Williams is determinedly self-deprecating, arguing briefly that his presence in Paris is down to the fact that “so little people do it, it’s a very niche sport” – but when he talks about how it feels to compete, it is clear he has the required Olympic combination of talent, a hunger to win and an abundance of sheer bloody determination.

“Doing a good dive in competition … it feels great,” he explains. “Doing a dive and coming out and you’ve got nines or 10s, that for divers is the best feeling, especially in competitions. It feels good in training when you do a good dive, but it’s nowhere near the same as when the pressure is on and got one chance, and you actually perform.”

Coming into Paris, Williams’s form is strong. In February he and Daley won silver medals at the world championships in Doha, to match the silver Williams had won with Lee in the event in 2022. He became a double gold medallist at the 2022 Commonwealth Games in Birmingham (in the men’s synchro platform with Lee, and the mixed synchro platform with Andrea Spendolini-Sirieix).

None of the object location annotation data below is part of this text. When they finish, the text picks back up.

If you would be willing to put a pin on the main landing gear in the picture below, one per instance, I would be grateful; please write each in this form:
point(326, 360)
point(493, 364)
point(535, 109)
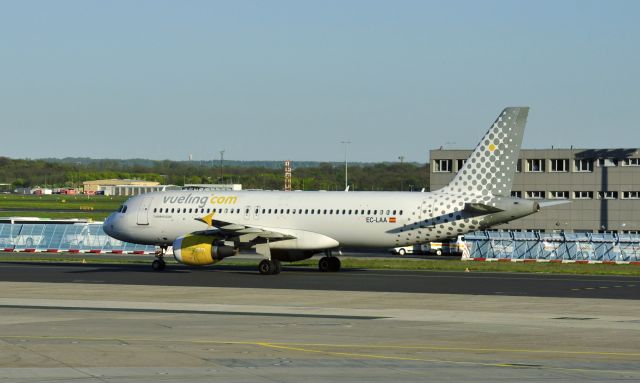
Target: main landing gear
point(158, 264)
point(329, 263)
point(269, 267)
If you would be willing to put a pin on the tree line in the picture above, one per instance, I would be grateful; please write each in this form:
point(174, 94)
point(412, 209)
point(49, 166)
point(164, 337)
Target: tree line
point(267, 175)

In Paris, Williams feels he perhaps has something to prove after his first Olympics in Tokyo 2020, when he came 27th. “Tokyo was boring, there was nobody in the crowd and I was doing awfully, and I couldn’t get pumped because I didn’t really care,” he says. “Which is awful because I enjoy competitions, but there was literally no one there and it felt like it was nothing. This time there’ll be people there so it will be fun.”

Does he think the crowds in Paris will help him perform. “I’m sure if I had done well in Tokyo, I would be saying it didn’t matter,” he jokes. “But I didn’t so hopefully it does.”

Williams, a Hackney boy who started doing gymnastics alongside his mother when he was little more than a toddler, started diving when he was nine, after picking up a leaflet from the Crystal Palace Diving Club and credits his presence at Paris 2024 to his parents’ sacrifices.

“My dad had a few years where he literally couldn’t work because he had to take me from school to training, and it was not like we’re well off,” he says. “I appreciate it so much what they’ve done for me, and hopefully I can pay them back by doing this.”

Asked about life after Paris 2024, he talks of plans to run the London Marathon and go on holiday. But there is little money in diving, medallists do not receive prize money and divers receive funding of £28,000 in Great Britain, largely thanks to the National Lottery.

“I need to figure out my life at some point,” he laughs. “After I finish this, I’ve got nothing. I can’t walk into a bank [for a job] and be like: ‘So I can jump off high boards and go in the water with a little bit of splash.’ That’s not going to get me anything.”